Read the Letter in Which Donald Trump’s Grandfather Pleads Against Deportation
We have Harper’s Magazine to thank for unearthing this gem, in which Friedrich Trump — Donald Trump’s grandfather — pleads with the prince regent of Bavaria that he not be deported from his home country. It’s an irony that is of course not lost on us or the eight million people Trump seeks to deport from American shores.
Deportation has become a major component of Trump’s first month in office — a “military operation” in the president’s own words. In addition to his poorly thought-out and struck-down Muslim ban, Trump seeks to broadly expand the United States’ deportation efforts. Documents released by the Department of Homeland Security weeks ago indicate Trump seeks to publicize crimes committed by undocumented immigrants, strip those individuals of any privacy protections, expand the scope of local police to enforce deportations, build new deportation facilities and speed up deportations.

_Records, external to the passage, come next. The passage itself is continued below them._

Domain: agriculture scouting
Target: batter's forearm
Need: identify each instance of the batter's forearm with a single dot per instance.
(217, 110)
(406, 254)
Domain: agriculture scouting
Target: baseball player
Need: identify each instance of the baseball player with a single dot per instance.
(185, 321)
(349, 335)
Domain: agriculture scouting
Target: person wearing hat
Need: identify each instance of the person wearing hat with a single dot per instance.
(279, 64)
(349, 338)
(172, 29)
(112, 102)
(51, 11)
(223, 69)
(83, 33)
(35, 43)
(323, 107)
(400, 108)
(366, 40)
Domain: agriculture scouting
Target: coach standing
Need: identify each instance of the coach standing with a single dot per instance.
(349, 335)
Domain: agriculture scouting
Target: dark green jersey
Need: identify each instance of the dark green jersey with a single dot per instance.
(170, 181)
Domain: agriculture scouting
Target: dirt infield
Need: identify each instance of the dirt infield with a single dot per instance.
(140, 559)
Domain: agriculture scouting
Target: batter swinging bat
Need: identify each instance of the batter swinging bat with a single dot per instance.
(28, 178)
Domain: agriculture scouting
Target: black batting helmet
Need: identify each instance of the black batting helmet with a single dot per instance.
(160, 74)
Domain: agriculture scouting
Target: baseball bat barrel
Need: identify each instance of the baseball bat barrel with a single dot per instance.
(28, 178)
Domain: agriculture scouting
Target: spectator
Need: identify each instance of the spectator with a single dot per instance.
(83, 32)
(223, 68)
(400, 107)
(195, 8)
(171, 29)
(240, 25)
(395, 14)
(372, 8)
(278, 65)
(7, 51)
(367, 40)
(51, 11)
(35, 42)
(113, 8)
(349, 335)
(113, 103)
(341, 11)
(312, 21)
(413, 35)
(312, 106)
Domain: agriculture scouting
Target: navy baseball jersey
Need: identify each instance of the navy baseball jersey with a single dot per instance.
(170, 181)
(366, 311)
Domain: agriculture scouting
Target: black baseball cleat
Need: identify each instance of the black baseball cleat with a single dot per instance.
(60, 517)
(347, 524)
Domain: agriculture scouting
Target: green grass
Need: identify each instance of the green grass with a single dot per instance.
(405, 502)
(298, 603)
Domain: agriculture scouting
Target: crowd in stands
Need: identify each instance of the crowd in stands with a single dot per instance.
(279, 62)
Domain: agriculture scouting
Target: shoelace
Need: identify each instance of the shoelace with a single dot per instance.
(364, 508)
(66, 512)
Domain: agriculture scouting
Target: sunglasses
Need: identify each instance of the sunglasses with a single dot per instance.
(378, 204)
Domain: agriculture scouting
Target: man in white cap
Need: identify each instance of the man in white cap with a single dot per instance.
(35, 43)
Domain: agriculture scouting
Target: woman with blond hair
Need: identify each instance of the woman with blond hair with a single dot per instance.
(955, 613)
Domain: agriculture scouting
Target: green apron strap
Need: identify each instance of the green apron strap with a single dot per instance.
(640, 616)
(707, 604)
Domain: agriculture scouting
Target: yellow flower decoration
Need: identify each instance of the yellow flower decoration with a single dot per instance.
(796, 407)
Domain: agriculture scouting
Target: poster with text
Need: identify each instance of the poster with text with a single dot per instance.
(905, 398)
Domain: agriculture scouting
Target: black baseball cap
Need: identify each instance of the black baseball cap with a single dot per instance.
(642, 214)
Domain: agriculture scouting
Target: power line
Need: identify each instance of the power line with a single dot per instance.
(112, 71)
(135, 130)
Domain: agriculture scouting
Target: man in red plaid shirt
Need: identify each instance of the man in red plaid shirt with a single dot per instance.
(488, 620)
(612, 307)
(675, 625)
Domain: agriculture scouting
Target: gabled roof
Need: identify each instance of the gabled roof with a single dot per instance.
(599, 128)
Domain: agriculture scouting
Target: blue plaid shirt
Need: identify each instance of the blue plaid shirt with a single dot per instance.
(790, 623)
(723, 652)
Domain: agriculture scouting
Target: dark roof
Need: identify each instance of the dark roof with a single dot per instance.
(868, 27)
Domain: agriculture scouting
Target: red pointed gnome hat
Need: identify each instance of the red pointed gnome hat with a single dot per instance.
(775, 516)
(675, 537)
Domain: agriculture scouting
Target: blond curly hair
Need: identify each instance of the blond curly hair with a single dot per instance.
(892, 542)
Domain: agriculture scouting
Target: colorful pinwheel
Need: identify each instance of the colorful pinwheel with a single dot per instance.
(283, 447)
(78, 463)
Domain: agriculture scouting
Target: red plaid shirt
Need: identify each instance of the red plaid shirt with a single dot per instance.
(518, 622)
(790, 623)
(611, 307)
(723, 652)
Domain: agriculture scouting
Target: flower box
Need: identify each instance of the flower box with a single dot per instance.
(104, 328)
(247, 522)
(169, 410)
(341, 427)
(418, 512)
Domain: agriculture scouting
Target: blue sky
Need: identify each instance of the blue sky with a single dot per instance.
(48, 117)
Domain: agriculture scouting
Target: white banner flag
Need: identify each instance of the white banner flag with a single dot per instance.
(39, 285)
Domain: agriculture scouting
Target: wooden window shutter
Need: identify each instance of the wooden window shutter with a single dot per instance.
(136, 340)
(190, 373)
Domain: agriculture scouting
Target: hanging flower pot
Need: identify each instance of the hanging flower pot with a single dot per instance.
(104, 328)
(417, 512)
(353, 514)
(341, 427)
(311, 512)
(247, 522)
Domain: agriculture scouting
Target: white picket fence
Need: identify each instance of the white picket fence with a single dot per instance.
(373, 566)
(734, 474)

Trump has also expanded the scope of illegal activity that warrants deportation. Whereas President Obama placed deportation priority on the most dangerous criminals — gang members, felons and “those who posed security threats,” as The New York Times points out — Trump has given immigration agents the ability to deport anyone charged with even minor crimes, as well as those who have been ordered to be deported but do not have criminal records.
Under Trump, more individuals than ever before will be deported without ever stepping foot before a judge.
Also, since Trump’s campaign for president, he has insisted that immigrants “routinely victimize Americans,” despite well-known research indicating quite the opposite: crime levels among immigrants are lower than those among those born here in America.
The below letter by Friedrich Trump to Prince Luitpold of Bavaria was written in 1905 (and translated from its original German). Friedrich was Bavarian-born but had emigrated to the United States as a 16-year-old, making a life in New York. After starting a family — marrying and having a child — Friedrich moved his family back to Kallstadt, Bavaria, citing that his wife couldn’t handle the climate of New York.
But after re-settling in his native land, “as if by a lightning strike by fair skies” Trump got word that he’d been ordered to leave Bavaria. The letter doesn’t mention it, but he’d been ordered to be deported for failing to complete mandatory military service (sound familiar?) and for not registering his initial emigration to the United States.
In the letter, Trump pleads with the prince in the most flowery of language — “[he] who has ruled so beneficially and justly and wisely and softly and is warmly and deeply loved” — but ultimately his pleading was for naught. The prince rejected Friedrich Trump’s request to become a repatriated Bavarian citizen, and Trump and his family were deported. The family thereafter settled in New York, where the Trumps are now the problem of us all.
Read the letter from Donald Trump’s grandfather to Prince Luitpold of Bavaria in its entirety below:
Most Serene, Most Powerful Prince Regent! Most Gracious Regent and Lord!
I was born in Kallstadt on March 14, 1869. My parents were honest, plain, pious vineyard workers. They strictly held me to everything good — to diligence and piety, to regular attendance in school and church, to absolute obedience toward the high authority.
After my confirmation, in 1882, I apprenticed to become a barber. I emigrated in 1885, in my sixteenth year. In America I carried on my business with diligence, discretion, and prudence. God’s blessing was with me, and I became rich. I obtained American citizenship in 1892. In 1902 I met my current wife. Sadly, she could not tolerate the climate in New York, and I went with my dear family back to Kallstadt.
The town was glad to have received a capable and productive citizen. My old mother was happy to see her son, her dear daughter-in-law, and her granddaughter around her; she knows now that I will take care of her in her old age.
But we were confronted all at once, as if by a lightning strike from fair skies, with the news that the High Royal State Ministry had decided that we must leave our residence in the Kingdom of Bavaria. We were paralyzed with fright; our happy family life was tarnished. My wife has been overcome by anxiety, and my lovely child has become sick.
Why should we be deported? This is very, very hard for a family. What will our fellow citizens think if honest subjects are faced with such a decree — not to mention the great material losses it would incur. I would like to become a Bavarian citizen again.
In this urgent situation I have no other recourse than to turn to our adored, noble, wise, and just sovereign lord, our exalted ruler His Royal Highness, highest of all, who has already dried so many tears, who has ruled so beneficially and justly and wisely and softly and is warmly and deeply loved, with the most humble request that the highest of all will himself in mercy deign to allow the applicant to stay in the most gracious Kingdom of Bavaria.
Your most humble and obedient,
Irony is alive and well on American shores.